Certain data transformations that are unavailable in TensorFlow/Keras are implemented as custom Keras layers in Koogu.

class koogu.data.tf_transformations.Audio2Spectral(*args: Any, **kwargs: Any)

Layer for converting waveforms into time-frequency representations.

Parameters:
  • fs – sampling frequency of the data in the last dimension of inputs.

  • spec_settings

    A Python dictionary describing the settings to be used for producing spectrograms. Supported keys in the dictionary include:

    • win_len: (required) Length of the analysis window (in seconds)

    • win_overlap_prc: (required) Fraction of the analysis window to have as overlap between successive analysis windows. Commonly, a 50% (or 0.50) overlap is considered.

    • nfft_equals_win_len: (optional; boolean) If True (default), NFFT will equal the number of samples resulting from win_len. If False, NFFT will be set to the next power of 2 that is ≥ the number of samples resulting from win_len.

    • tf_rep_type: (optional) A string specifying the transformation output. ‘spec’ results in a linear scale spectrogram. ‘spec_db’ (default) results in a logarithmic scale (dB) spectrogram.

    • eps: (default: 1e-10) A small positive quantity added to avoid computing log(0.0).

    • bandwidth_clip: (optional; 2-element list/tuple) If specified, the generated spectrogram will be clipped along the frequency axis to only include components in the specified bandwidth.

  • eps – (optional) If specified, will override the eps value in spec_settings.

  • name – (optional; string) Name for the layer.

class koogu.data.tf_transformations.GaussianBlur(*args: Any, **kwargs: Any)

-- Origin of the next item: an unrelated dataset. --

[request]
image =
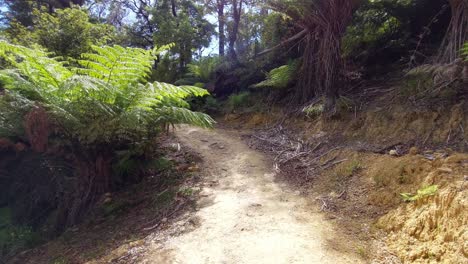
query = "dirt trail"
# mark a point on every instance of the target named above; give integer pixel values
(244, 216)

Layer for applying Gaussian blur to time-frequency (tf) representations.

Parameters:
  • sigma – Scalar value defining the Gaussian kernel.

  • apply_2d – (boolean; default: True) If True, will apply smoothing along both time- and frequency axes. Otherwise, smoothing is only applied along the frequency axis.

class koogu.data.tf_transformations.Linear2dB(*args: Any, **kwargs: Any)

Layer for converting time-frequency (tf) representations from linear to decibel scale.

Parameters:
  • eps – Epsilon value to add, for avoiding computing log(0.0).

  • full_scale – (boolean) Whether to convert to dB full-scale.

  • name – (optional; string) Name for the layer.